When the Texans fired public relations director Amy Palcic this past November, Rootes had taken credit for the decision, saying he “felt the need to make a change.” A separate report from ESPN’s Adam Schefter said Palcic, the only woman who had full responsibilities over the PR arm of an NFL team, was told she wasn’t a “cultural fit.” The month before, the Texans had fired head coach and general manager Bill O’Brien after an 0-4 start. The two firings along with the team’s record suggested that the future was dire.
Somehow, between November and now, the Texans’ future has become so much more dire. Team owner Cal McNair and vice president of football operations Jack Easterby have alienated Deshaun Watson to the point where the quarterback never wants to play for the team again, ignored professional input or advice in their search for a new head coach, and fired beloved team employees out of some desire for unconditional loyalty from everyone who works for the Texans. Two seasons ago this team was in the divisional playoffs, and now it’s a sadsack, 4-12 organization whose most crucial decisions are being made by this fucking clown:
Easterby, who joined the team only two years ago, still has a job and McNair’s ear. Meanwhile Rootes, who had worked for the Texans since its inception in 2002, is gone. From an objective point of view, it’s amazing that the man who recently wrote The Winning Game Plan: A Proven Leadership Playbook for Continuous Business Success just had his lunch eaten by a former team chaplain whose entire knowledge of football operations could fit on the point of a Holy Nail.

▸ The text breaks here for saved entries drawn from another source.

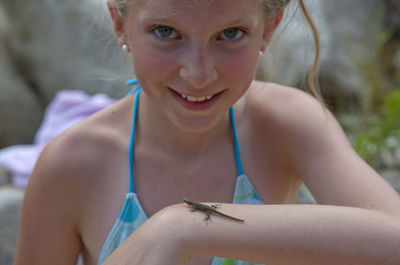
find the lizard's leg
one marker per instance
(215, 206)
(208, 218)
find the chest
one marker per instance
(160, 181)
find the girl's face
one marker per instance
(195, 58)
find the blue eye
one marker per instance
(164, 32)
(232, 34)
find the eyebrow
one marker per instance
(169, 20)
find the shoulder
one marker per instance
(297, 123)
(79, 157)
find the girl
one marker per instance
(202, 128)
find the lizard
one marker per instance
(209, 209)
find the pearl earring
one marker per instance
(125, 48)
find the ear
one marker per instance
(118, 22)
(270, 28)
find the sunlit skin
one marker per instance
(200, 49)
(179, 50)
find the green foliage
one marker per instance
(380, 136)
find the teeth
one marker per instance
(196, 99)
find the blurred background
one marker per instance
(50, 46)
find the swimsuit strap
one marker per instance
(238, 158)
(132, 139)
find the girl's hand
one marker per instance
(160, 240)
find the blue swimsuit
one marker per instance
(132, 214)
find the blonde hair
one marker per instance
(272, 7)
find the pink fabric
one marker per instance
(66, 109)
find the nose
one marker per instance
(197, 68)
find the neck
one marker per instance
(157, 131)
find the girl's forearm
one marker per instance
(293, 234)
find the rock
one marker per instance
(5, 178)
(47, 46)
(344, 43)
(10, 207)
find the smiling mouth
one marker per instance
(196, 99)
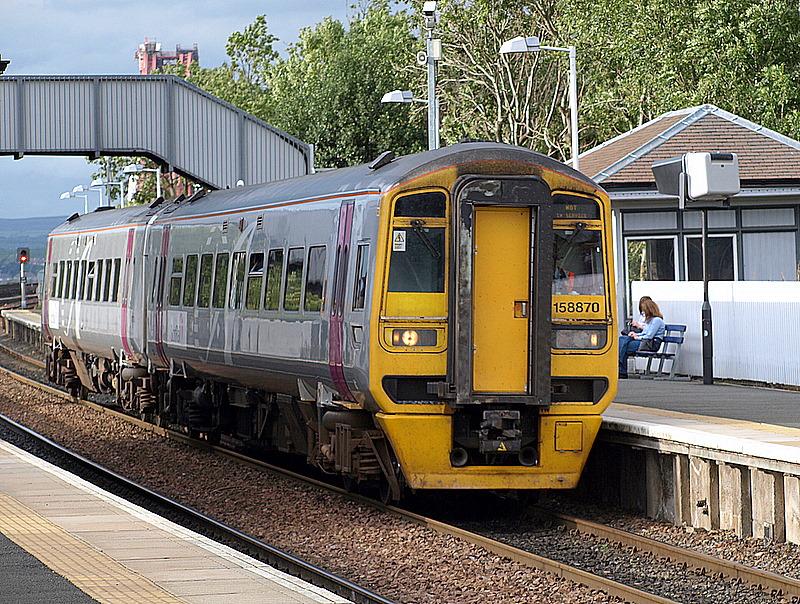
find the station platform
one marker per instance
(64, 540)
(748, 403)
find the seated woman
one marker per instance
(649, 339)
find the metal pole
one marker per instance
(433, 125)
(573, 104)
(708, 333)
(23, 303)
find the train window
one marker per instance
(237, 280)
(53, 279)
(176, 281)
(578, 260)
(294, 279)
(206, 272)
(430, 204)
(272, 293)
(220, 280)
(360, 286)
(98, 290)
(190, 286)
(115, 281)
(417, 263)
(107, 281)
(255, 277)
(81, 282)
(315, 279)
(61, 276)
(90, 280)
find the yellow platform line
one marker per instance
(93, 572)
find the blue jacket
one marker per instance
(654, 328)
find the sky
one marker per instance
(65, 37)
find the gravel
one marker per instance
(383, 552)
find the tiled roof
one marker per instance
(627, 159)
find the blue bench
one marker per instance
(670, 350)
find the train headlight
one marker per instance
(413, 337)
(574, 338)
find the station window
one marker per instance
(272, 293)
(220, 280)
(190, 284)
(206, 272)
(315, 279)
(294, 279)
(98, 290)
(255, 278)
(107, 279)
(90, 281)
(176, 281)
(116, 280)
(237, 280)
(360, 286)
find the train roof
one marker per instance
(360, 178)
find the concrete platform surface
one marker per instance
(763, 405)
(111, 550)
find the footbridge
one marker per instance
(163, 117)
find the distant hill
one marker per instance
(24, 232)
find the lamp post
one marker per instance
(532, 44)
(431, 56)
(138, 168)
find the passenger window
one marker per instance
(360, 285)
(81, 281)
(176, 281)
(315, 279)
(272, 294)
(206, 272)
(220, 280)
(107, 285)
(90, 281)
(190, 287)
(294, 279)
(115, 284)
(98, 290)
(237, 283)
(255, 277)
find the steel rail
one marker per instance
(787, 586)
(275, 557)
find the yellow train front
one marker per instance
(493, 351)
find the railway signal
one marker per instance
(23, 256)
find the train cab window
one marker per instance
(578, 260)
(360, 285)
(176, 281)
(220, 280)
(98, 289)
(294, 279)
(272, 293)
(90, 273)
(80, 282)
(237, 280)
(206, 272)
(107, 280)
(190, 285)
(255, 278)
(315, 279)
(116, 279)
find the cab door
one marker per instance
(500, 336)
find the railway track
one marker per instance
(788, 587)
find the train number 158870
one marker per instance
(576, 307)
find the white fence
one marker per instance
(756, 326)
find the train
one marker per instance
(441, 320)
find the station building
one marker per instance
(756, 238)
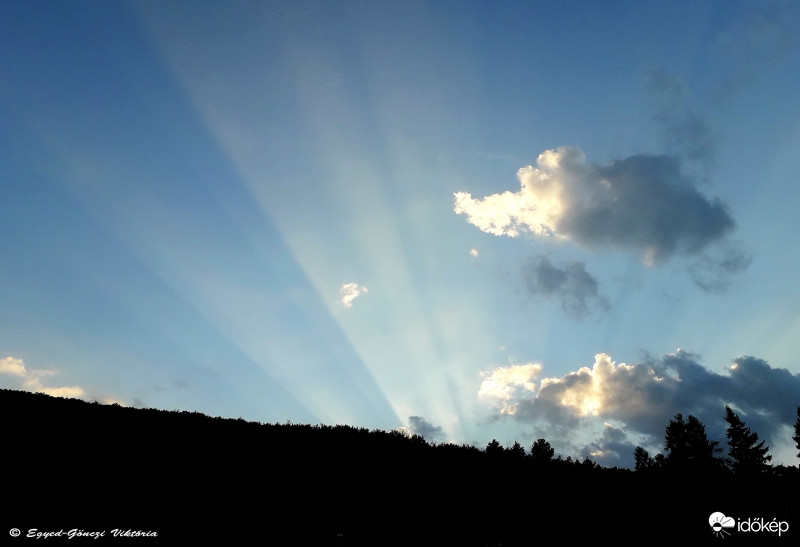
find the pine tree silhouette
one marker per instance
(796, 437)
(746, 455)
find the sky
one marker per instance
(475, 220)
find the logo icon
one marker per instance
(719, 522)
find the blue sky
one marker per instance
(507, 220)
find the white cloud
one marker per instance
(508, 384)
(31, 379)
(12, 366)
(641, 398)
(351, 291)
(642, 203)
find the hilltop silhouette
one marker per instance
(190, 477)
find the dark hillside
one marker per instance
(71, 464)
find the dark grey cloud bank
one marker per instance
(643, 204)
(640, 399)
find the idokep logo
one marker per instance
(719, 522)
(720, 525)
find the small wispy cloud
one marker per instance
(350, 291)
(570, 284)
(418, 425)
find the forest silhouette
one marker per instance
(190, 477)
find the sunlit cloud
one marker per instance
(508, 385)
(31, 379)
(642, 397)
(351, 291)
(643, 204)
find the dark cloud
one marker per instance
(420, 426)
(570, 284)
(643, 203)
(642, 398)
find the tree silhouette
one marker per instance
(494, 448)
(541, 451)
(642, 459)
(687, 446)
(515, 452)
(745, 455)
(796, 437)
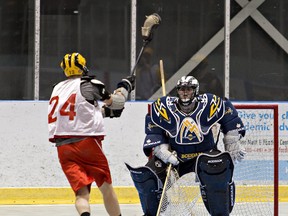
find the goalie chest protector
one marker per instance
(187, 128)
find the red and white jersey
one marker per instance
(70, 115)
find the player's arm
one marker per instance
(156, 143)
(113, 103)
(233, 130)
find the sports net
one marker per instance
(256, 177)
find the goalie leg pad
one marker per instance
(149, 188)
(217, 188)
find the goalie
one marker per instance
(179, 132)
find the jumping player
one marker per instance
(179, 132)
(76, 126)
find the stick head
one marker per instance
(152, 21)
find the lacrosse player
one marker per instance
(76, 126)
(179, 132)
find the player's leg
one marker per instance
(148, 184)
(82, 201)
(110, 199)
(215, 174)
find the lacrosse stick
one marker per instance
(164, 189)
(152, 22)
(162, 78)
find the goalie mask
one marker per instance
(74, 65)
(187, 89)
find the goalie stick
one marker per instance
(151, 23)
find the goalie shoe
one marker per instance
(217, 188)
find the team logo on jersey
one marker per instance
(215, 107)
(189, 131)
(161, 110)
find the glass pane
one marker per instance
(99, 30)
(16, 50)
(186, 27)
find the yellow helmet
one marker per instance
(74, 64)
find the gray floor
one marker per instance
(69, 210)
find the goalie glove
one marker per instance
(112, 113)
(128, 83)
(232, 145)
(162, 152)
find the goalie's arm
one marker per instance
(156, 143)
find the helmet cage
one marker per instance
(188, 81)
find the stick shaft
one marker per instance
(162, 78)
(164, 189)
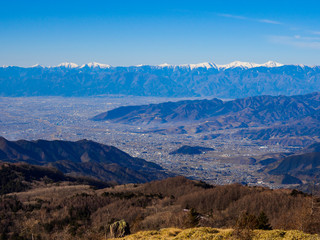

Rootes plans to take six months off before he looks another job. He might see the Texans’ 2020 season as a low point, but I will look back on it with fondness. Aside from all the gripping chaos, it featured an NFL team president sending me gently defensive emails about his book:
Nov 18, 2020, 5:06 PM
I saw your piece. I totally understand your perspective. A couple of comments:
The title is tongue-in-cheek. Our primary objective is to win. As was the Oilers. However, that is all they did. A focus on winning is key, but unreliable. If it is all about winning, than what happens when you lose? As the Oilers demonstrated buy leading the league all; time in blackouts, fans do not come. They can watch on TV for free, so coming to NRG has to be something special. While #1 for us is winning championships, we also focus on creating memorable experiences and doing great things for Houston. That’s our game plan.
I encourage you to read the book. Please feel free to use the $.99 offer (expires Friday). I think you’ll like. In fact, I am so confident that I am offering you a money back guarantee [Unicode smiley face]
Pleased to now count you among my friends.
Thu, Nov 19, 2020, 5:47 AM
Same- Just got a book update. Did you know there are approximately 250 million books on Amazon? Mine is #14. Have a great day. Best to you and your family. JR
Thu, Nov 19, 2020, 10:43 AM
Saner- here is my LinkedIn post for today. Thank you for the inspiration👍 Thought for the day- It is hard to hate up close. Rather than making assumptions regarding the motives in someone’s heart, take the time to ask and understand. As Stephen Covey said in The 7 Habits of Highly Effective People, “Seek first to understand, then to be understood.”
Jamey, I apologize for not replying to any of your emails at the time. I assume the Texans have shut off your work email account by now—relatable!—but if you’d like to talk about what this past season was like for you, drop a line from your civilian account. You know how to reach me.